The first half of 1984 saw extensive developments in the Soviet internal political and economic situation. In January, the Supreme Soviet of the Soviet Union ratified the nuclear agreement reached with the U.S. in Geneva, which resulted in a decrease in the Soviet nuclear stockpile
from 30,000 to 24,000 warheads. This allowed the Soviet government to save additional money and resources, which were badly needed in other areas. Furthermore, three changes at the top of the Soviet political ladder took place:
Viktor Kulikov replaced Dmitry Ustinov as the new Minister of Defense of the Soviet Union. During his tenure, the Soviet Armed Forces would undergo extensive reform and modernization. Nikolai Ogarkov was recalled from Afghanistan and would take over as Supreme Commander of the Unified Armed Forces of the Warsaw Treaty Organization.
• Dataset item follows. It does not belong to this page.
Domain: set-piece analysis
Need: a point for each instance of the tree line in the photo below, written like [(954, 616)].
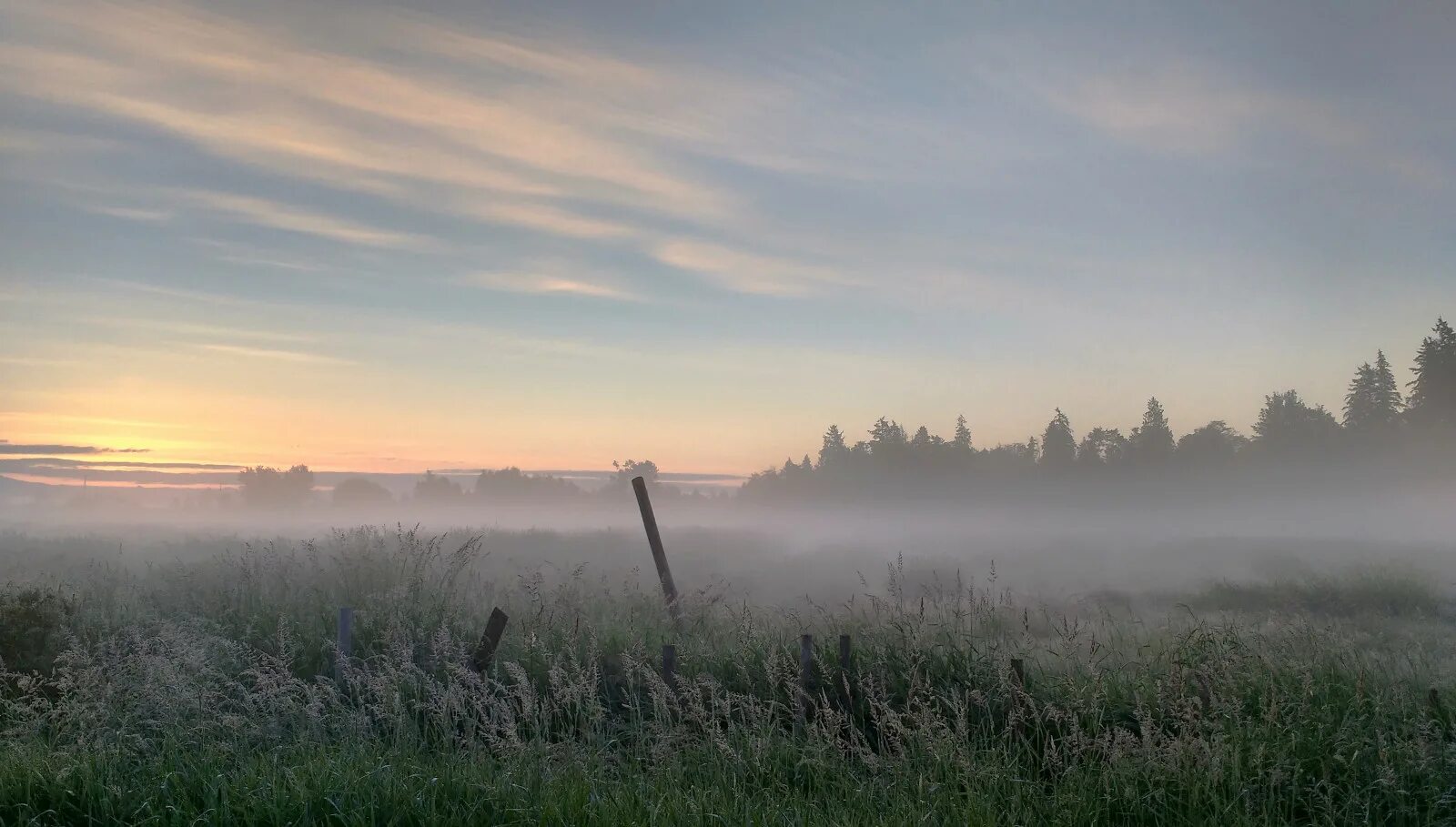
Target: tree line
[(1378, 419), (295, 487)]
Another change took place in the KGB, where
Victor Chebrikov was chosen by General Secretary Romanov as the new chairman of the KGB.Through information supplied by American spy Aldrich Ames, Chebrikov was able to dismantle the network of CIA operatives in the USSR. Chebrikov was highly respected for his skills among his American counterparts; according to Kenneth E. deGraffenreid, the senior White House intelligence official in the Ronald Reagan administration,
"One has to say that Chebrikov's term as KGB chief was the heyday of the KGB in terms of foreign intelligence. In terms of intelligence production—spies, and dishing the Americans on the secrets—they were going strong right up to the end. We uncovered 80 spies during those years. These guys were on the rise, and there was no question about their influence."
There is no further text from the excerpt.